Chrome network Timing , how to improve Content Download

Maazaoui Mohamed Amine picture Maazaoui Mohamed Amine · Oct 11, 2017 · Viewed 17.4k times · Source

I was checking for XHR calls timing in Chrome DevTools to improve slow requests but I found out that 99% of the response time is wasted on content download even though the content size is less than 5 KB and the application is running on localhost(Working on my local machine so no Network issues).

But when replaying the call using Replay XHR menu, the Content download period drops dramatically from 2.13 s to 2.11 ms(as shown in the screen shots below). Data is not cached at browser level.

  • Example of Call Timing Example of Call Timing

  • Same Example Replayed Same Example Replayed

Can someone explain why the content download timing is slow and how to improve it?

The Application is an ASP.NET mvc 5 solution combined with angularJS.

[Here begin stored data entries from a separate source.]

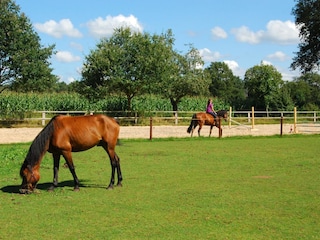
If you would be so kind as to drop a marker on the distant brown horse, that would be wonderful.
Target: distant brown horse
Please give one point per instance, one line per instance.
(203, 118)
(65, 134)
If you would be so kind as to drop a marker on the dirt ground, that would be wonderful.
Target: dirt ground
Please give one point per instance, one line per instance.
(18, 135)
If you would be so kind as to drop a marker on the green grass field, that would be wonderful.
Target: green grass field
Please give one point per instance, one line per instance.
(193, 188)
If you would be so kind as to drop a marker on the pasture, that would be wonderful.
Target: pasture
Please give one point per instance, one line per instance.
(188, 188)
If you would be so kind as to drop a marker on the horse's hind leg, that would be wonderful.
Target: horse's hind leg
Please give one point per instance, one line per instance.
(115, 165)
(118, 171)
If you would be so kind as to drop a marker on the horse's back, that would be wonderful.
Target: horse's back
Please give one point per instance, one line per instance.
(78, 133)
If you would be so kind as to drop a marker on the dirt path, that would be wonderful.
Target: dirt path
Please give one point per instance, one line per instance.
(18, 135)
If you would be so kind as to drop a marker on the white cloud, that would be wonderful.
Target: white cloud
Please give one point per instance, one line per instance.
(65, 56)
(276, 31)
(218, 33)
(234, 66)
(104, 27)
(264, 62)
(58, 29)
(76, 46)
(278, 56)
(208, 56)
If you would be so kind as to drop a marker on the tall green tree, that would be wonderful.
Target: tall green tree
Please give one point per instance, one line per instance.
(307, 18)
(225, 85)
(263, 85)
(24, 63)
(183, 76)
(305, 91)
(128, 62)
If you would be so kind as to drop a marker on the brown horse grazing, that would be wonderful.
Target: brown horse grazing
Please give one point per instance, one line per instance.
(203, 118)
(65, 134)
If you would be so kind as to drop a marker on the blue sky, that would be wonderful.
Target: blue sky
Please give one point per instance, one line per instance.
(241, 33)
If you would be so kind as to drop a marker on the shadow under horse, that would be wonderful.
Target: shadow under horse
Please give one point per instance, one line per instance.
(64, 135)
(203, 118)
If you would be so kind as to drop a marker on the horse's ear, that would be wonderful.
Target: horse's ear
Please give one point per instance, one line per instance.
(29, 167)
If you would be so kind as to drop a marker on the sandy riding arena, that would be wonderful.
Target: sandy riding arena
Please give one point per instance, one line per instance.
(18, 135)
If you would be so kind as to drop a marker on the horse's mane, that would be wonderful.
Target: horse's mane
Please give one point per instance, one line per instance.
(38, 146)
(221, 112)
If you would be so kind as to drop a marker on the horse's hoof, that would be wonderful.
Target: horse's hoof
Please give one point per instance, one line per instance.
(23, 191)
(51, 189)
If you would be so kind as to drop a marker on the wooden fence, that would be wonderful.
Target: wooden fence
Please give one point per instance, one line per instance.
(244, 118)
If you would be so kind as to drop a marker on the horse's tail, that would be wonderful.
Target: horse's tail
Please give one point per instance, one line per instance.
(192, 124)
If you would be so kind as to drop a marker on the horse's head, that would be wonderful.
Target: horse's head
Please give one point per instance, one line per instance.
(223, 114)
(30, 177)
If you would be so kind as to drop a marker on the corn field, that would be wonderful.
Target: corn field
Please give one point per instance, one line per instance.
(20, 105)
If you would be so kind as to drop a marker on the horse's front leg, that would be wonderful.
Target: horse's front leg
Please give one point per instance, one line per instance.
(68, 157)
(200, 126)
(118, 171)
(56, 163)
(210, 130)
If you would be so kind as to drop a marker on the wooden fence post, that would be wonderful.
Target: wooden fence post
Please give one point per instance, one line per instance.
(281, 126)
(295, 120)
(43, 118)
(220, 130)
(252, 117)
(150, 137)
(230, 116)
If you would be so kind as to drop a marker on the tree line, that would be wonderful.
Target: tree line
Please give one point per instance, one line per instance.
(132, 64)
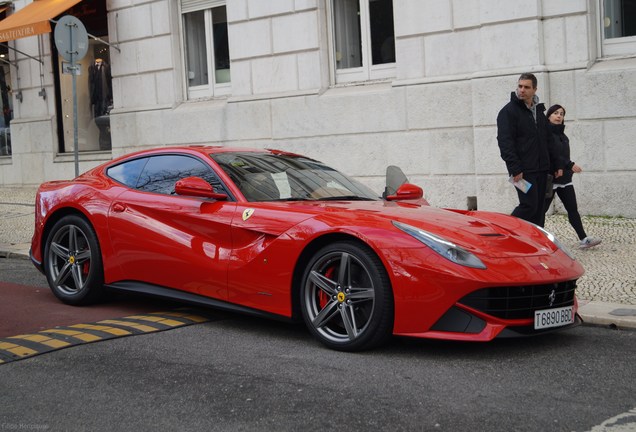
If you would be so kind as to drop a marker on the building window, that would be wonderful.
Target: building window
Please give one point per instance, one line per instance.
(618, 27)
(207, 54)
(363, 39)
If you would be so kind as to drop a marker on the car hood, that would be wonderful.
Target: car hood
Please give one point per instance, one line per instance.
(486, 233)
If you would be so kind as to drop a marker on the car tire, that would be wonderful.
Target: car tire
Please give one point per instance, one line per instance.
(346, 297)
(72, 262)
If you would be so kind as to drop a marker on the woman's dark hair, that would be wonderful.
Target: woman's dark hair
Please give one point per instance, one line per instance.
(552, 109)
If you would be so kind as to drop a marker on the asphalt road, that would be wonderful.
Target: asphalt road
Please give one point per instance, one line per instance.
(244, 374)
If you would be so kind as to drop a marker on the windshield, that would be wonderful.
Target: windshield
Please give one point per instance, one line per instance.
(286, 177)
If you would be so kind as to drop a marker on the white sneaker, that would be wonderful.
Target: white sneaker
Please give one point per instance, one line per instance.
(589, 242)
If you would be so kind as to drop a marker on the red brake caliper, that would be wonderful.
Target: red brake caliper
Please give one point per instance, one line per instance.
(323, 298)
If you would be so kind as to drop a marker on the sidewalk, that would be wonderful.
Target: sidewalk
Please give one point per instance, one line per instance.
(606, 293)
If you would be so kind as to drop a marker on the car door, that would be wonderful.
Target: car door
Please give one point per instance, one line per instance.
(173, 241)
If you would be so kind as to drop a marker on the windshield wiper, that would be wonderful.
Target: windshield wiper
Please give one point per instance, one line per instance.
(345, 198)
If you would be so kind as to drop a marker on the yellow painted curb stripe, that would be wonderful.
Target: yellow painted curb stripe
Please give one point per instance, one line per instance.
(65, 336)
(44, 340)
(105, 329)
(18, 350)
(86, 337)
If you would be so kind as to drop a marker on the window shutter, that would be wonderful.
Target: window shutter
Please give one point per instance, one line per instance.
(195, 5)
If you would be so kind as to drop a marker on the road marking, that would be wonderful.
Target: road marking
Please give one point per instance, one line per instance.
(28, 345)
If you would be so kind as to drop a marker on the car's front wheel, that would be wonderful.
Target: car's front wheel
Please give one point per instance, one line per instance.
(73, 263)
(346, 297)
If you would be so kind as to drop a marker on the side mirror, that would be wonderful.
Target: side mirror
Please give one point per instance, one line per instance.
(196, 186)
(407, 191)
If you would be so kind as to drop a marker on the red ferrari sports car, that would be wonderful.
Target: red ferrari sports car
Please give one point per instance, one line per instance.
(281, 235)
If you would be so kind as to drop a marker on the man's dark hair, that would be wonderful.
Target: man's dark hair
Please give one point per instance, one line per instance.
(531, 77)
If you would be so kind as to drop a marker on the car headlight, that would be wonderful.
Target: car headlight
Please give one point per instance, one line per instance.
(445, 248)
(556, 241)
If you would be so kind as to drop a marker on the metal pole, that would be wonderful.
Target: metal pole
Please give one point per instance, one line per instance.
(74, 77)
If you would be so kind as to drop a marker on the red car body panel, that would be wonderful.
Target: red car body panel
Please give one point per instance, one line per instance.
(211, 249)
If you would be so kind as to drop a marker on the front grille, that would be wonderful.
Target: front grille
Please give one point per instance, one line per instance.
(519, 302)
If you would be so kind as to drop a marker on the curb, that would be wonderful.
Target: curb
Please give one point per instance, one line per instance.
(608, 314)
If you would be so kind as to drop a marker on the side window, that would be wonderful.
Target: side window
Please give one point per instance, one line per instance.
(363, 39)
(162, 172)
(127, 172)
(618, 27)
(207, 53)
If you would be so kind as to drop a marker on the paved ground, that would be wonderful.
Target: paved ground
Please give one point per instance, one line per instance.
(607, 291)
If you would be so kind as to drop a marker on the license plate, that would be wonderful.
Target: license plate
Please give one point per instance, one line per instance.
(553, 317)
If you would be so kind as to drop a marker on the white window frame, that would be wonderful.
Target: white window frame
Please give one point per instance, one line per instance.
(368, 71)
(211, 89)
(611, 47)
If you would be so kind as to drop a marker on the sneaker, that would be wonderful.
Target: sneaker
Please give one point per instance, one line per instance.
(588, 242)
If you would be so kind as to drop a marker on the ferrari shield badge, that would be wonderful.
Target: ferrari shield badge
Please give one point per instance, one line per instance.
(247, 213)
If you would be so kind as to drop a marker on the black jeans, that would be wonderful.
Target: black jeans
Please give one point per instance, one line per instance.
(568, 198)
(531, 204)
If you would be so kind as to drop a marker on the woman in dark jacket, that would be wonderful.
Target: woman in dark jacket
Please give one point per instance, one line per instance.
(562, 185)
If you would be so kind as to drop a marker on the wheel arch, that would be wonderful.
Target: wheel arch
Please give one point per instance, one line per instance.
(53, 219)
(309, 251)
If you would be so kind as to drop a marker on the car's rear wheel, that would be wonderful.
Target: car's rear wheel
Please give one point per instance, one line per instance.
(73, 262)
(346, 297)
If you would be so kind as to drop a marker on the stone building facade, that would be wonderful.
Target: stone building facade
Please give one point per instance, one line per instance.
(359, 84)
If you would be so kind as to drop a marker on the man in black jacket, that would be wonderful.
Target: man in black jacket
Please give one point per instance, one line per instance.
(523, 137)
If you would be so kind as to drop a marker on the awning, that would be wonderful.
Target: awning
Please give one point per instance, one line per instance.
(33, 19)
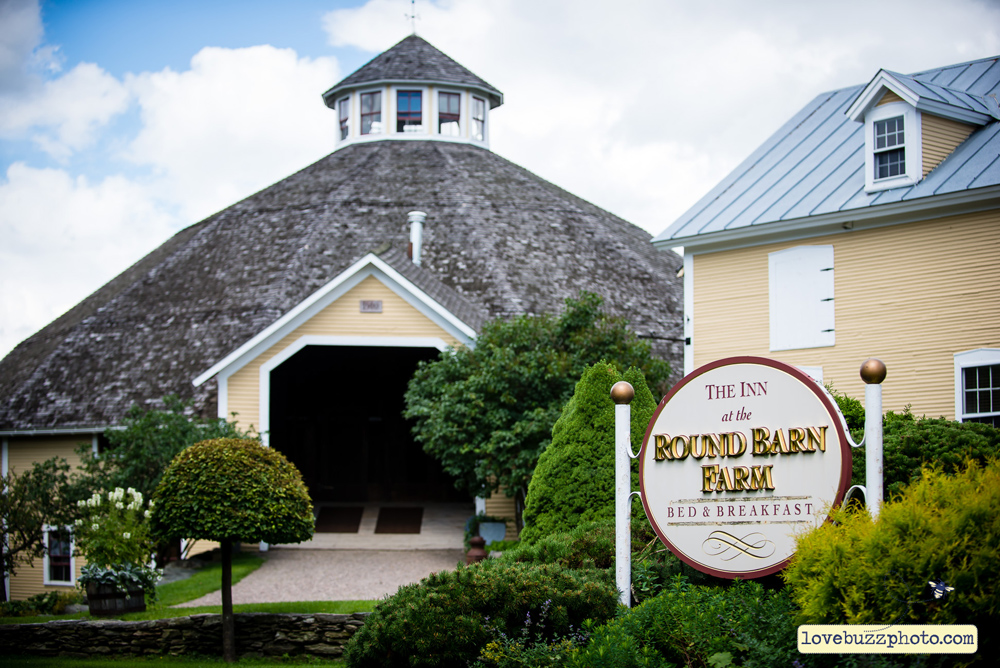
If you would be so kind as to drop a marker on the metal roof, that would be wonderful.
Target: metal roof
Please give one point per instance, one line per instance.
(814, 164)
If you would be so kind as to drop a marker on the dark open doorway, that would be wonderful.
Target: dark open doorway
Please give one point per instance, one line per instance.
(336, 413)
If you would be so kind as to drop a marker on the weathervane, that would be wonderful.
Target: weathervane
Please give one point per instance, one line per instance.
(413, 15)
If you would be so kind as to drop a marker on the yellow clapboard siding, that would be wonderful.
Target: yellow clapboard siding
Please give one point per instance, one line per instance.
(911, 295)
(940, 136)
(341, 318)
(22, 453)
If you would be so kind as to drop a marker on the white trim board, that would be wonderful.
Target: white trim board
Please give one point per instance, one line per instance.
(370, 265)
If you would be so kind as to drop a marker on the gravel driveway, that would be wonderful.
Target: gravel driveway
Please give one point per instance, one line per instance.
(333, 575)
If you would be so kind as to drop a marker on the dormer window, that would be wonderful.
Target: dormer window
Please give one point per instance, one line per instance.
(890, 154)
(343, 110)
(892, 146)
(478, 119)
(371, 113)
(408, 111)
(449, 116)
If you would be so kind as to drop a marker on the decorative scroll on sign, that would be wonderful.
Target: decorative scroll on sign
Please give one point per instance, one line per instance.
(742, 454)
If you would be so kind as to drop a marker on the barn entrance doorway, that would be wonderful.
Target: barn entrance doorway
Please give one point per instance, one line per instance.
(336, 413)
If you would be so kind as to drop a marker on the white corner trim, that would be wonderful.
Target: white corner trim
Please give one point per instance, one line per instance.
(370, 265)
(977, 357)
(688, 311)
(264, 379)
(45, 558)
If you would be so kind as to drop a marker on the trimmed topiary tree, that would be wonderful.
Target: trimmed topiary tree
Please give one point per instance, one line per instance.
(232, 490)
(574, 481)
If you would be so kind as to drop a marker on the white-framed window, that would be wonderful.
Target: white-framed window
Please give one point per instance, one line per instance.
(893, 150)
(977, 386)
(371, 113)
(800, 298)
(449, 114)
(58, 563)
(478, 119)
(344, 113)
(409, 111)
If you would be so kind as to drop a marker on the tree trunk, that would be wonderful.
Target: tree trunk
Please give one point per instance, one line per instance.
(228, 625)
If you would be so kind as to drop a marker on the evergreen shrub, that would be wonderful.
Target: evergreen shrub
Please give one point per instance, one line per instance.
(909, 444)
(740, 625)
(574, 481)
(444, 620)
(941, 528)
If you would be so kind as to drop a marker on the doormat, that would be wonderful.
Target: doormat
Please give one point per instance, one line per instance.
(339, 520)
(399, 520)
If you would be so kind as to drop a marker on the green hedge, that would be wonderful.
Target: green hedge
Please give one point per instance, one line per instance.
(574, 481)
(443, 620)
(941, 528)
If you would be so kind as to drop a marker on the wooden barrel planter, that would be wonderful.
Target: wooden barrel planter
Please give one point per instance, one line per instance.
(107, 601)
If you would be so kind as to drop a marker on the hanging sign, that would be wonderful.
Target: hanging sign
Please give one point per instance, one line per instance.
(743, 454)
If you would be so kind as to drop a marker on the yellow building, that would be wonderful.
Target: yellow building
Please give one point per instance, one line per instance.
(867, 226)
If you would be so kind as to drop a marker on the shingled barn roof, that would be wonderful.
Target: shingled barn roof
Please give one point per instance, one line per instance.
(413, 60)
(498, 241)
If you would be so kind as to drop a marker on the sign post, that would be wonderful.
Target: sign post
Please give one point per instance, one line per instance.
(622, 394)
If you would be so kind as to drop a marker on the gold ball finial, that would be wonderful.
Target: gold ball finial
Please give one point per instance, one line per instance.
(622, 393)
(873, 371)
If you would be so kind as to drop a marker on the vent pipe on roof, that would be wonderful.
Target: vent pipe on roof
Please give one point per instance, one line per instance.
(416, 219)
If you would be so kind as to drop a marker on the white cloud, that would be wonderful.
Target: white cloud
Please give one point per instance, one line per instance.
(237, 121)
(65, 114)
(63, 238)
(670, 95)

The Web Server Details: - Windows Server 2012 R2 - IIS 8

Thank you in advance for your support!

Answer

Kayce Basques picture Kayce Basques · Oct 12, 2017

I can't conclusively tell you the cause of this, but I can offer some variables that you can investigate, which might help you figure out what's going on.

Caching

I know you said that the data is not getting cached at the browser level, but I'd suggest checking that again. Because the fact that the initial request takes 2s, and then the repeat request only takes 2ms really does sound like caching.

How to check:

  1. Go to Network panel.
  2. Look at Size column for the request. If you see from memory or from disk cache, it was served from the cache.

size column

Slow development server or machine

My initial thought was that you're doing more work on your development machine than it can handle. Maybe the server requires more resources than your machine can handle. Maybe you have a lot of other programs running and your memory / CPU is getting maxed.

How to check:

  1. Run your app on a more powerful server and see if the pattern persists.

Frontend app is doing too much work

I'm not sure this last one actually makes sense, but it's worth a check. Perhaps your Angular app is doing a crazy amount of JS work during the initial request, and it's maxing out your CPU. So the entire browser is stalling when you make the initial request.

How to check:

  1. Go to Performance panel.
  2. Start recording.
  3. Do the action that causes your app to make the initial request.
  4. Stop recording.
  5. Check the CPU chart. If it's completely maxed out, then your app is indeed doing a bunch of work.